On est là dans le perpétuel mouvement, dans le bouillonnement créatif, l'art s'infiltre partout dans les contours du domaine de la propriété. J'ai été séduit par les nombreuses allusions littéraires, artistiques, philosophiques, politiques, qui traversent les murs et nous explicitent cet art vivant, en train de se construire dans notre vie de tous les jours, quasiment sous nos yeux, dans un questionnement provocant. Mais les riverains devraient en être fiers ! S'ils en sont mécontents, c'est peut-être aussi que ce musée reflète un peu trop bien le chaos du monde contemporain. Bien sûr, dans leur monde lisse et aseptisé, surprotégé de partout, la demeure du Chaos peut apparaître comme une menace. Le choc des images, des graffitis, des sculptures, nous rappelle à l'ouverture vers une nouvelle échelle de valeurs permettant de décrypter notre siècle. "Nous n'avons que notre vie pour aller à la découverte de ce que nous sommes au fond ; et c'est être poète déjà que concevoir sa vie sous l'angle de l'être et non sous l'angle de soi", nous dit Maurice Blanchot, dans son petit essai sur Joë Bousquet. Nous avons une chance inouïe de pouvoir nous ouvrir, nous (au contraire des élèves de troisième d'un collège sensible, que Danièle Sallenave a rencontrés, et qui écrit : "je vois se dessiner leur monde, je vois aussi que rien ne les prépare à en sortir, que tout les enferme au contraire et les boucle à double tour"), et donc de comprendre un peu le chaos dans lequel nous vivons.

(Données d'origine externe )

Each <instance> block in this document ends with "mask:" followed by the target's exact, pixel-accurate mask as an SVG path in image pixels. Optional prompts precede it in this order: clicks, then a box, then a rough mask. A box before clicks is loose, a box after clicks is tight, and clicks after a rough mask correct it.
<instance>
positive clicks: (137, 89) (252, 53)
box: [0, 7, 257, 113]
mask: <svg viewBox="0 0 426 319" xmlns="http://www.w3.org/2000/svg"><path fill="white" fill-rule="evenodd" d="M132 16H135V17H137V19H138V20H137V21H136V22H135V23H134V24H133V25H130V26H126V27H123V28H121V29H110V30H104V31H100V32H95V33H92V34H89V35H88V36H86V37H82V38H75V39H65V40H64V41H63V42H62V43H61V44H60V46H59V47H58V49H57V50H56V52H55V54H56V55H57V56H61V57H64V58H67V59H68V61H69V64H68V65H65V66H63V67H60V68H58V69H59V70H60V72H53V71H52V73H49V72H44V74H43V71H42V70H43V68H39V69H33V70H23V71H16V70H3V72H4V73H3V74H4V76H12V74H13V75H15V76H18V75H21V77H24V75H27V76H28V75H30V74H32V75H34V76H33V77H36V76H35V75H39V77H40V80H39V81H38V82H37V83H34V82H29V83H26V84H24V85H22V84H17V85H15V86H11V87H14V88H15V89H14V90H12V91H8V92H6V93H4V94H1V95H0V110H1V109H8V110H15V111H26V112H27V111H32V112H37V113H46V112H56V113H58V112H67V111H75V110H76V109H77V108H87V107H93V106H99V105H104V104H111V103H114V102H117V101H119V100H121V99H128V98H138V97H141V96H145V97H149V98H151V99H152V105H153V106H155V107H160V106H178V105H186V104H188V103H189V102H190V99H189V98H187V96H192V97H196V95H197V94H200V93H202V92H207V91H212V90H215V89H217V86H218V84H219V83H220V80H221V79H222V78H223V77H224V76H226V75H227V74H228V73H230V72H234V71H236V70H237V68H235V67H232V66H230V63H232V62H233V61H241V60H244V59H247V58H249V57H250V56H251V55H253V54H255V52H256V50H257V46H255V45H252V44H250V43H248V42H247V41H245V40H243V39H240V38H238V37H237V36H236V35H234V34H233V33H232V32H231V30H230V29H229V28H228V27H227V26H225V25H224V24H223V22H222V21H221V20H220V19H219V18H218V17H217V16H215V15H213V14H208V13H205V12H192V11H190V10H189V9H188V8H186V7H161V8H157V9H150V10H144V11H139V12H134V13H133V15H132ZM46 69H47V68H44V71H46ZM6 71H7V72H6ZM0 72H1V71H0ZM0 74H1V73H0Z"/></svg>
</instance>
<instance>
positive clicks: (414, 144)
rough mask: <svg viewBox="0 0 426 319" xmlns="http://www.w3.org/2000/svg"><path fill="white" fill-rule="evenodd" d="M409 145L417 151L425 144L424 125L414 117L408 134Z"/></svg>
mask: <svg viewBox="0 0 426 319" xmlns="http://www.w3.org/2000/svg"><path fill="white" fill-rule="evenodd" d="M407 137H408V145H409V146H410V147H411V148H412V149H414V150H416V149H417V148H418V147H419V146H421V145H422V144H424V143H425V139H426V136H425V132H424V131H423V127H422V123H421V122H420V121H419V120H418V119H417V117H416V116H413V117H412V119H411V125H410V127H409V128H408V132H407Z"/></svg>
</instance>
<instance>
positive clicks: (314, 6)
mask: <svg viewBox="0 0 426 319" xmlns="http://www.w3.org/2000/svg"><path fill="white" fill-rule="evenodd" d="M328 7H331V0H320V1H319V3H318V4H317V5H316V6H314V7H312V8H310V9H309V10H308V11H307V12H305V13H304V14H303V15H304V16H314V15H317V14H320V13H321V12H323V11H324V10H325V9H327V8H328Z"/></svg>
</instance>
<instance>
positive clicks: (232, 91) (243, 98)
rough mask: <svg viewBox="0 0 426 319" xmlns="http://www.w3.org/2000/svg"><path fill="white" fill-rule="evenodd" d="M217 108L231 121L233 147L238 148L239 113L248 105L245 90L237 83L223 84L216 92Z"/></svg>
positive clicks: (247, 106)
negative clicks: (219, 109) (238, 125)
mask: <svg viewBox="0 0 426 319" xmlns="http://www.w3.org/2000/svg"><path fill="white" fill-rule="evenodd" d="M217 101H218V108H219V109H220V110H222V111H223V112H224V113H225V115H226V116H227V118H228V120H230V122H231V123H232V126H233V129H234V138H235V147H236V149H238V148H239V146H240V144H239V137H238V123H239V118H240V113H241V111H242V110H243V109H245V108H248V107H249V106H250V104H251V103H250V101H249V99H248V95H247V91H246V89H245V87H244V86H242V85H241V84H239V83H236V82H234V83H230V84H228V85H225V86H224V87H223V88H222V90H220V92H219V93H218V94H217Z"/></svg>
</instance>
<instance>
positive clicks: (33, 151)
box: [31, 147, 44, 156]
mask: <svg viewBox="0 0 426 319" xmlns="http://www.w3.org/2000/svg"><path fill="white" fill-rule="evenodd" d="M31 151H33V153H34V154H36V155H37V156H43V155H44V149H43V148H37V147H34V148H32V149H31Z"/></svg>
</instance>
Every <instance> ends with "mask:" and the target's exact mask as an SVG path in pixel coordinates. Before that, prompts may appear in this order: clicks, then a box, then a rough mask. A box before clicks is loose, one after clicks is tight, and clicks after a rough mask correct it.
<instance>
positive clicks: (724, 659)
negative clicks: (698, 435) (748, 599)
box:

N'en déplaise aux efficaces de tout poil, les artistes et les poètes sont ceux qui nous explicitent le mieux cette drôle d'époque et cette drôle d'existence à travers laquelle nous passons sans parfois la comprendre. Ils sont comme les enfants ("Elle comprenait aussi, peut-être pour la première fois, à quel point il était important, pour les enfants, que leurs parents leur fassent confiance, au lieu de les tenir en dehors de tout afin de les protéger", Björn Larsson, Le mauvais œil), faisons leur confiance, aux artistes et aux poètes, cessons de nous surprotéger et peut-être serons-nous capables de sortir de l'immédiateté terrifiante qui le plus souvent nous paralyse.